The transition to Kendall not having a great day with the women in his life, and choosing to point out his non-reaction to that moment, was also the kind of unplanned kismet that comes with leaving camera operators open where the emotion of a scene takes them to. “Mark Mylod and I are sitting next to monitors all the time and we’re going to know something is going on or the operators instinctively do it,” Capone said.
Part of that instinct comes from how the show adjusts its process to create long, uninterrupted takes that aren’t overly rehearsed beforehand. “Succession” is great at creating the energy of a one-hit wonder: Even if it chooses to cut between camera angles, visually and emotionally, there’s no relief for the Roys. Unsurprisingly, Mylod and Capone repeated their process from Episode 3 this season, extending the length of a take even though they’re shooting with film that can only be about 10 minutes long before the reel needs to be changed.
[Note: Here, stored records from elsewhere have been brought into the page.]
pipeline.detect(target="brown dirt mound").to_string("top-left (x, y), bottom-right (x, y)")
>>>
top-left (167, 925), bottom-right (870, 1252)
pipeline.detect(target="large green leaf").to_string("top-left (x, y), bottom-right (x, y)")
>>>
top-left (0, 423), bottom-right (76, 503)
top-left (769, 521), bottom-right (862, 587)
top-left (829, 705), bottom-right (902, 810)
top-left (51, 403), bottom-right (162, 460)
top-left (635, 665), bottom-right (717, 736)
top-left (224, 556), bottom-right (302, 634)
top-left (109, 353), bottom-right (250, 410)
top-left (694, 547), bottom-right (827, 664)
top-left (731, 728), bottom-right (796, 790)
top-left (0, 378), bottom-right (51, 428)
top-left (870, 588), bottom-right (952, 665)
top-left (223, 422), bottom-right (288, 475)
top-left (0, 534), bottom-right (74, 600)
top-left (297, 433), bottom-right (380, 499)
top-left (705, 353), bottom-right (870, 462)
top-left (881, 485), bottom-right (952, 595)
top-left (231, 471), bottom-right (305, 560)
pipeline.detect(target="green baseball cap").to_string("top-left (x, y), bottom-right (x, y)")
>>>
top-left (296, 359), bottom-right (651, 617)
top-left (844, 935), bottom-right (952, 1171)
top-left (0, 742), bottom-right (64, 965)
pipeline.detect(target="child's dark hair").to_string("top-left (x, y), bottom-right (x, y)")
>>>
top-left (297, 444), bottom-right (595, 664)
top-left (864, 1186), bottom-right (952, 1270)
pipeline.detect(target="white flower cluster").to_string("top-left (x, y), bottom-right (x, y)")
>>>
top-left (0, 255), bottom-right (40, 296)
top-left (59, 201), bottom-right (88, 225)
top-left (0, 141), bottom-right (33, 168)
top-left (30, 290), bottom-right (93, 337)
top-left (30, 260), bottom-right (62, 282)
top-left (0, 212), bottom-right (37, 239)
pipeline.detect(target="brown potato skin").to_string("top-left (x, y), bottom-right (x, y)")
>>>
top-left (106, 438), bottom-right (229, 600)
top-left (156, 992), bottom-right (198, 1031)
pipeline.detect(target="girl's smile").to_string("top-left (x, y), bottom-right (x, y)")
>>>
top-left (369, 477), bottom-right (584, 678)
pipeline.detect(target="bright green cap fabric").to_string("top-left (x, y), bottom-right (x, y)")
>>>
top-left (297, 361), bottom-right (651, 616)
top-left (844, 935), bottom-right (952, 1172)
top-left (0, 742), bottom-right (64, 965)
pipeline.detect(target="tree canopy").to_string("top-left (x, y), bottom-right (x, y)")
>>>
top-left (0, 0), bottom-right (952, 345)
“At one point we basically did a 20-minute take, similar to the day Logan died,” Capone said. “Camera operator and assistant A had two cameras, and as soon as one film finished, they’d just pick up another one (camera body) and another team would reload it for them. We had five cameras at the funeral but six bodies because we flipped camera A and moved on.
“Succession” also sends clear messages in the way it sometimes chooses to deviate from its usual visual language. Capone brought in five cameras to shoot the funeral sequence and positioned two for high-and-wide shots for the coordinated casket entry and exit, inspired by real-life coverage of the funerals of heads of state. “We shot them at the beginning and end of the scene, and then three cameras would roam the rest of the ceremony,” Capone said.
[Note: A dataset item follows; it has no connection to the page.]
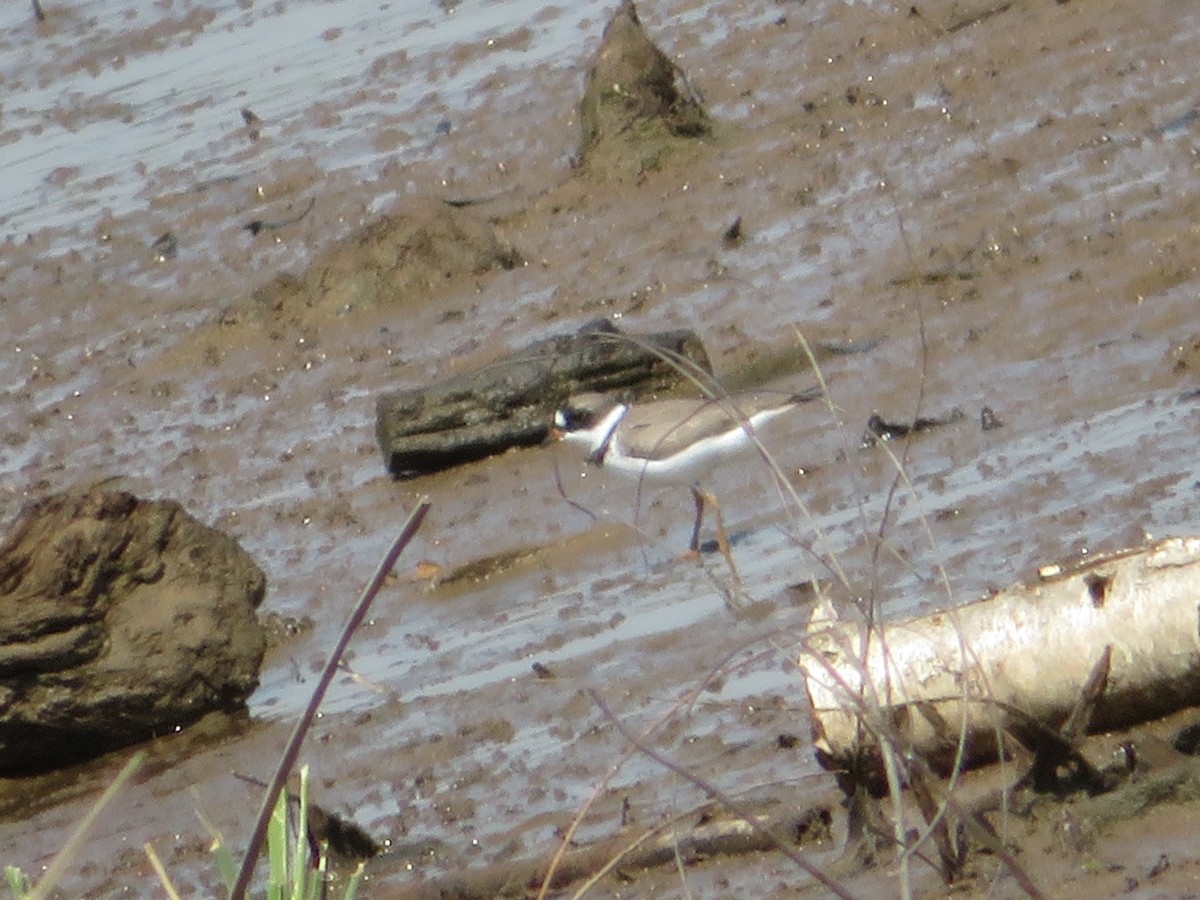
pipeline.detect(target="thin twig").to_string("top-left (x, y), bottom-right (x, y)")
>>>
top-left (26, 750), bottom-right (146, 900)
top-left (229, 497), bottom-right (431, 900)
top-left (588, 688), bottom-right (854, 900)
Those locked shots give the viewer an instinctive sense of the funeral as more than a funeral because nothing with Logan can ever be just about family; it’s also always about power. Capone is especially proud of the tracking shot following Kendall out of the funeral. “We wanted to show that he was almost holding court, and he was ready to accept the reins,” Capone said.
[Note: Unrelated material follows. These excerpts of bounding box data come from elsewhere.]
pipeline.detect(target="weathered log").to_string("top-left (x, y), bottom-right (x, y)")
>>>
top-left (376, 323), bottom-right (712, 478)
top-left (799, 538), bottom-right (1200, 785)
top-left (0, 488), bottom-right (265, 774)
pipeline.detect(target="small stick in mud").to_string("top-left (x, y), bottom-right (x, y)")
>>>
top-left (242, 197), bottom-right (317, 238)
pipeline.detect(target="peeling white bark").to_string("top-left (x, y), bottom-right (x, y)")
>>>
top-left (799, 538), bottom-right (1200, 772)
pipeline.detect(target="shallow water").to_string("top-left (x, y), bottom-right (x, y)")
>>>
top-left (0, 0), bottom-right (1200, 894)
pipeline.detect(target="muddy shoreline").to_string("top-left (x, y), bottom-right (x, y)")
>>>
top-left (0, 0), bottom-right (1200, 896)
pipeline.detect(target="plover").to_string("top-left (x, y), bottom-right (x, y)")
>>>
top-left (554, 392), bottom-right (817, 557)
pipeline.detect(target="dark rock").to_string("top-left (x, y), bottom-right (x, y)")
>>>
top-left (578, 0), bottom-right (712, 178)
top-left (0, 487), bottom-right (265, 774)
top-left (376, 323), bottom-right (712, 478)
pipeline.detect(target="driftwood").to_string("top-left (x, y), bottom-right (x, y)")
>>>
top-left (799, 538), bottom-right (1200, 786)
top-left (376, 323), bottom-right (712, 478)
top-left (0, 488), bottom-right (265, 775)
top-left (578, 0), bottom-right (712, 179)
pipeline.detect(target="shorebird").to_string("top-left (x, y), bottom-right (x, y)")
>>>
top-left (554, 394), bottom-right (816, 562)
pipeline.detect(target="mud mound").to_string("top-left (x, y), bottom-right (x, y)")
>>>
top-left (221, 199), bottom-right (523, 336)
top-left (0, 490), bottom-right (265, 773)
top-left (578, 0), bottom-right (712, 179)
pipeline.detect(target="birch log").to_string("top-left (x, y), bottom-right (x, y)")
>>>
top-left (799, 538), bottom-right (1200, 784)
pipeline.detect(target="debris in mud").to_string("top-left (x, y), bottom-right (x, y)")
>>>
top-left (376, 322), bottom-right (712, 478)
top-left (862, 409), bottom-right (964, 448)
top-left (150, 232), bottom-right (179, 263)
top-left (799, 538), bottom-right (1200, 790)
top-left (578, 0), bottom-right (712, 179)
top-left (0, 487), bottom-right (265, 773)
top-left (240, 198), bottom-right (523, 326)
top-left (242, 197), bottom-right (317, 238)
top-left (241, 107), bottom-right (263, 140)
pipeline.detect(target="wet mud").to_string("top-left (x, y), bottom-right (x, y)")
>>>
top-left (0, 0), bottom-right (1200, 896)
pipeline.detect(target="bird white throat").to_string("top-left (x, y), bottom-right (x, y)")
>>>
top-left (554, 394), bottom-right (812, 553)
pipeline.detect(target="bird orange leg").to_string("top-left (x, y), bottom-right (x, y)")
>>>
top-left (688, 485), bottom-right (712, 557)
Even though each Roy brother has a moment at the funeral and even as the camera expresses their grief (even Connor’s), the importance to Kendall is evident. It’s a kind of special treatment that makes it clear that she “won” the funeral, though the show also makes it clear that perhaps it comes at too great a cost: When you’ve lost Jess (Juliana Canfield), you’ve lost everything.
But what makes the camerawork in “Succession” so satisfying, instead of busy or distracting, is that the cameras simply let the Roy family hang themselves. “From first word to last, we followed them from room to room,” Capone said. “We never stop shooting. And that’s liberating for the cast. They can just keep moving and go where they feel they need to be.”
Sadly, where the Roys feel they should be is never where they should be. This is the tension that makes “Succession” so compulsively watchable and why it will seem that no matter who sits in Logan’s chair, nothing will ever change.